The Serbian Defense Minister, meanwhile, said the delivery of weapons had been agreed with the Bangladeshi Defense Ministry “in accordance with international rules”.

“Unfortunately, some media speculated that the plane was carrying weapons destined for Ukraine, but that is totally untrue,” he said.

– Fireball –

Videos shared by witnesses on social media showed images of the plane caught in a ball of fire before touching down. Other videos broadcast by a local channel showed debris from the Antonov scattered over a wide area.

Residents have been banned from going to fields near the scene of the tragedy until authorities can evacuate the wreckage and unexploded ordnance.

A local resident, Giorgos Archontopoulos, told state broadcaster ERT he sensed something was wrong when he heard the plane’s engine.

“At 10:45 a.m. (7:45 p.m. GMT), I was startled by the sound of the plane’s engine,” he said. “I got out and saw the engine on fire.”

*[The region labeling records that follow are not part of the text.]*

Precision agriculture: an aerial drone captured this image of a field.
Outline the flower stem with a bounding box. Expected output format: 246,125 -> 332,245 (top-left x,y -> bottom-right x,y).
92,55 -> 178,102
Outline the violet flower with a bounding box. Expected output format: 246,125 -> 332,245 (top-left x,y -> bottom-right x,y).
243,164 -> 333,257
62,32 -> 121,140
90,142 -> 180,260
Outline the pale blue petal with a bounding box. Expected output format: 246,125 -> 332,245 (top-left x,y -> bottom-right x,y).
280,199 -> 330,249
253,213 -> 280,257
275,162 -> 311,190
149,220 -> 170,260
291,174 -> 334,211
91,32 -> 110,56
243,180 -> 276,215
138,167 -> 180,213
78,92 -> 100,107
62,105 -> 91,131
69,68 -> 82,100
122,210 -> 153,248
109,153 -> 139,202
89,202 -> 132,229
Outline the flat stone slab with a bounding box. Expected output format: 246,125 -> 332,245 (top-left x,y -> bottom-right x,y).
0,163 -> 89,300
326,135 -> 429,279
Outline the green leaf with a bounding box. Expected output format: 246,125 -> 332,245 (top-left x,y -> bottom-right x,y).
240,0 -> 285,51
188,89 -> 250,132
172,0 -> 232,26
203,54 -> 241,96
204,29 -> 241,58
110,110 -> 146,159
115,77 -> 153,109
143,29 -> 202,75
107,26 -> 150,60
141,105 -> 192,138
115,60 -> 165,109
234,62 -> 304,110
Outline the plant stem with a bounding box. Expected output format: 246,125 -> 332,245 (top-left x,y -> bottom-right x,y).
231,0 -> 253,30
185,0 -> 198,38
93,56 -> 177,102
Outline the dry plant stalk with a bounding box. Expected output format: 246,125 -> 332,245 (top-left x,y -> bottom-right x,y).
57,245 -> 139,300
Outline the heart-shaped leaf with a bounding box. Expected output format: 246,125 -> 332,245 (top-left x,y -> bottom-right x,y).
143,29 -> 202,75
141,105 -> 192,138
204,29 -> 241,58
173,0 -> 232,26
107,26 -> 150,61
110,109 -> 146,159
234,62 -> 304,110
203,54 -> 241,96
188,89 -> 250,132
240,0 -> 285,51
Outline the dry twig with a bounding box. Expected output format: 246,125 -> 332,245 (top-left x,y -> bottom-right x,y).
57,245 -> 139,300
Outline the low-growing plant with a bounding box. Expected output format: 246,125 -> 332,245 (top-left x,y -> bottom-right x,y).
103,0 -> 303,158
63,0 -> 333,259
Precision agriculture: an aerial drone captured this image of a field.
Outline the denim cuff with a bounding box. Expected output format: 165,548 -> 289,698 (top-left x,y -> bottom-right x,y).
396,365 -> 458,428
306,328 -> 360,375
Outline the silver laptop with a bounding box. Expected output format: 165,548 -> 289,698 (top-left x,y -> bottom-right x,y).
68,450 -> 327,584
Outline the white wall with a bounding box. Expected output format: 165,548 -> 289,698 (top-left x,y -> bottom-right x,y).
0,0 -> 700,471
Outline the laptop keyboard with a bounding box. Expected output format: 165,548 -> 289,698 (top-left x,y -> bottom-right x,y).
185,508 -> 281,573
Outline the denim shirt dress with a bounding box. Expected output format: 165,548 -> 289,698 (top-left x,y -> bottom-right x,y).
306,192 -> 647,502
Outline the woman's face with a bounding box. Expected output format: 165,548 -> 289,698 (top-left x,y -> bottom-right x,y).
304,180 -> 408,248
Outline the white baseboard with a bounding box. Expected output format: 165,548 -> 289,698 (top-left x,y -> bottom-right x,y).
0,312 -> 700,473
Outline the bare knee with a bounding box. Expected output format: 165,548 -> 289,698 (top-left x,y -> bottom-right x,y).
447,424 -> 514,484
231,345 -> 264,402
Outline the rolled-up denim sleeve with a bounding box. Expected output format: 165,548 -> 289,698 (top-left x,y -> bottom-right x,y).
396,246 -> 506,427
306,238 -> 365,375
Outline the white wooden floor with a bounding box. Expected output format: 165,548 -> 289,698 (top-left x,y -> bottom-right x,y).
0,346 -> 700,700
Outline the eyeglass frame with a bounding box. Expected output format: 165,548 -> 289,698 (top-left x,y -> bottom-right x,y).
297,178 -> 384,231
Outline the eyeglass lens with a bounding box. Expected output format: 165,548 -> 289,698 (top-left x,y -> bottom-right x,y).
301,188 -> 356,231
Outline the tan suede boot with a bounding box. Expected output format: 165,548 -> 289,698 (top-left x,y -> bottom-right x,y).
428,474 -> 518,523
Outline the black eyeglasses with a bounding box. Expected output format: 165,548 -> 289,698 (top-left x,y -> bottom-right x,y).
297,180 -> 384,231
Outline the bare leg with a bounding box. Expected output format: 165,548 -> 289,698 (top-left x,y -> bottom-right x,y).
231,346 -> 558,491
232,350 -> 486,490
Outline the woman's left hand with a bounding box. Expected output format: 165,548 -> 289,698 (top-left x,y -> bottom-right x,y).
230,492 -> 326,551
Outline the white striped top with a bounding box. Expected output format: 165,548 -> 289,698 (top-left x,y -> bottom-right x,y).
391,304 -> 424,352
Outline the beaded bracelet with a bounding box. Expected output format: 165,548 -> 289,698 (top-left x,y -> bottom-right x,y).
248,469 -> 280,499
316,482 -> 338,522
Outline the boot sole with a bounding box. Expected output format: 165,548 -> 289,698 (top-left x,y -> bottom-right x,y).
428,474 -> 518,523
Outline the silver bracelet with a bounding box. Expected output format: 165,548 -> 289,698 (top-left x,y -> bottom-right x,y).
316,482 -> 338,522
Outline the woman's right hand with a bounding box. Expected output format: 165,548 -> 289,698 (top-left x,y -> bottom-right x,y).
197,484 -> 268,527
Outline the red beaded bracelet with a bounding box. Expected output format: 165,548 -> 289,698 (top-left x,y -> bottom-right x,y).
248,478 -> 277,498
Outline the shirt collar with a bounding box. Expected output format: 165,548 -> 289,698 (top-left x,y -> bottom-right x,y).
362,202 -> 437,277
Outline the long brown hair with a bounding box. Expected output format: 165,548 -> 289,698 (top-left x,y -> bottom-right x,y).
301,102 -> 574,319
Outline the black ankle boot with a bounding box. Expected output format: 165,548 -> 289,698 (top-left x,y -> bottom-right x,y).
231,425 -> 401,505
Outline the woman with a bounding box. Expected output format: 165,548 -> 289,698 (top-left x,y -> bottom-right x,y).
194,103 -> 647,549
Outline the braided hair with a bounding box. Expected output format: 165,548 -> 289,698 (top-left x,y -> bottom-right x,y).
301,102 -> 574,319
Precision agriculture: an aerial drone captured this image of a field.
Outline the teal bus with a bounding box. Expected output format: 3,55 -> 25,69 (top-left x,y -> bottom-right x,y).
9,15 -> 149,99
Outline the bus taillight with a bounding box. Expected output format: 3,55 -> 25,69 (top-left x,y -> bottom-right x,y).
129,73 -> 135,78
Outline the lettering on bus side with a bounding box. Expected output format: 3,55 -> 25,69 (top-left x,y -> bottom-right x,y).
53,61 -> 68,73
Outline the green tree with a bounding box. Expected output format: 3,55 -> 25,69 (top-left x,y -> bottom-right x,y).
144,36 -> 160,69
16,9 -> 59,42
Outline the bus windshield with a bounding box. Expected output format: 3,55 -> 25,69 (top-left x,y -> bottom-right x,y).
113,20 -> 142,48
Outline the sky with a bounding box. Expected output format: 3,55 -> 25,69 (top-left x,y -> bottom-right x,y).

The aircraft took off from Nis airport (southern Serbia) on Saturday around 8:40 p.m. local time (6:40 p.m. GMT), carrying weapons whose exporter is the private Serbian company Valir, according to Nebojsa Stefanovic.

Greek media reported that he requested permission to make an emergency landing at Kavala airport but failed to obtain it.

Greek rescue services were using a drone on Sunday to survey the wreckage of the plane, as fears over the toxicity of the cargo forced them to keep their distance.

Fire chief Marios Apostolidis told reporters that “firefighters equipped with special equipment and measuring instruments approached the plane’s point of impact and closely examined the fuselage and other parts scattered in the fields”.

Search teams will operate on the ground when the area is deemed secure, he said. Thirteen men from the special fire brigade teams and 26 firefighters were near the crash site.

Two firefighters were taken to hospital for breathing difficulties due to toxic fumes.

The Athens news agency said an investigation would be opened to determine the causes of the accident.